Consider the following two sequences:
$$a_n = 3a_{n-1} + 2a_{n-2}, a_0 = 1, a_1 = 2$$ and $$a_n = 2a_{n-1} + 4^{n-1}, a_0 = 1$$
I see the method used here that looks nice and clean but I can't detect the pattern here in these two cases.

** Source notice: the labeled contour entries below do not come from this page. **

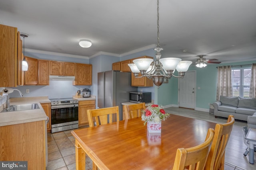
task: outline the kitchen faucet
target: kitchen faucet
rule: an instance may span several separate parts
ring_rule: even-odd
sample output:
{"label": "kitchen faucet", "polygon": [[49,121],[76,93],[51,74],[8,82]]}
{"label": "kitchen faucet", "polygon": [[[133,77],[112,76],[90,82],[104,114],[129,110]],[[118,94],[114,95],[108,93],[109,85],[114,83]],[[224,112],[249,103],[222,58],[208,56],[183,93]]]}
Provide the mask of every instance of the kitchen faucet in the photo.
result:
{"label": "kitchen faucet", "polygon": [[21,92],[18,89],[13,89],[12,88],[6,89],[6,88],[4,89],[2,91],[6,94],[6,109],[8,109],[10,107],[10,99],[9,98],[9,94],[13,92],[14,90],[18,91],[20,93],[20,95],[22,98],[23,97],[23,95]]}

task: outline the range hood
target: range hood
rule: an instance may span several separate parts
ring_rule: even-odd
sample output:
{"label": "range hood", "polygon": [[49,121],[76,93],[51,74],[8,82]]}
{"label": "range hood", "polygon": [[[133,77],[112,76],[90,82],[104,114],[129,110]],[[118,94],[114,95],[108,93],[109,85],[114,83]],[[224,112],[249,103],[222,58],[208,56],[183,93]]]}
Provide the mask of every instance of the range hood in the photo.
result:
{"label": "range hood", "polygon": [[50,75],[49,78],[50,80],[52,81],[74,81],[75,80],[74,76]]}

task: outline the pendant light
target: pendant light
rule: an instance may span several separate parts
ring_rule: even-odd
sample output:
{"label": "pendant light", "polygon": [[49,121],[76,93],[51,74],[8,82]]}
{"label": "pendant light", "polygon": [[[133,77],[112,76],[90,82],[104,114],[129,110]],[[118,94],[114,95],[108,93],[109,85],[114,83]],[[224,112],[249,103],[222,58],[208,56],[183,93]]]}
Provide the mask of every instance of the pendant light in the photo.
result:
{"label": "pendant light", "polygon": [[23,37],[23,60],[22,60],[22,71],[28,71],[28,62],[25,59],[25,45],[24,39],[25,37],[28,37],[28,34],[26,33],[20,33],[20,36]]}

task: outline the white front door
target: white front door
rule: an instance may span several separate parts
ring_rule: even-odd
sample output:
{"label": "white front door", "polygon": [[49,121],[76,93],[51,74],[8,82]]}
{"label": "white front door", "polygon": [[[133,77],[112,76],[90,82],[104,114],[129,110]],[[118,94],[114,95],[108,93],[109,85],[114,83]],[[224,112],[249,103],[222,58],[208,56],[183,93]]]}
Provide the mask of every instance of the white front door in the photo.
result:
{"label": "white front door", "polygon": [[195,109],[195,72],[191,71],[179,78],[179,107]]}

Maybe I'm not paying good attention?
As regards the second one, multiply both sides of the equation by $z^n$ and take the sum for $n$ from $1$ to infinity: $$\sum_{n=1}^{\infty}a_nz^n = 2\sum_{n=1}^{\infty}a_{n-1}z^n + \sum_{n=1}^{\infty}4^{n-1}z^n,$$ that is, for $4|z|<1$, $$f(z)-a_0 = 2zf(z) + z\sum_{n=1}^{\infty}(4z)^{n-1}=2zf(z) + \frac{z}{1-4z}$$ where $f(z):=\sum_{n=0}^{\infty}a_nz^n$ is the generating function of the sequence $(a_n)_{n\geq 0}$. Finally use the fact that $a_0=1$, and solve with respect to $f$.
Can you take it from here? For the first one, try to follow the same procedure.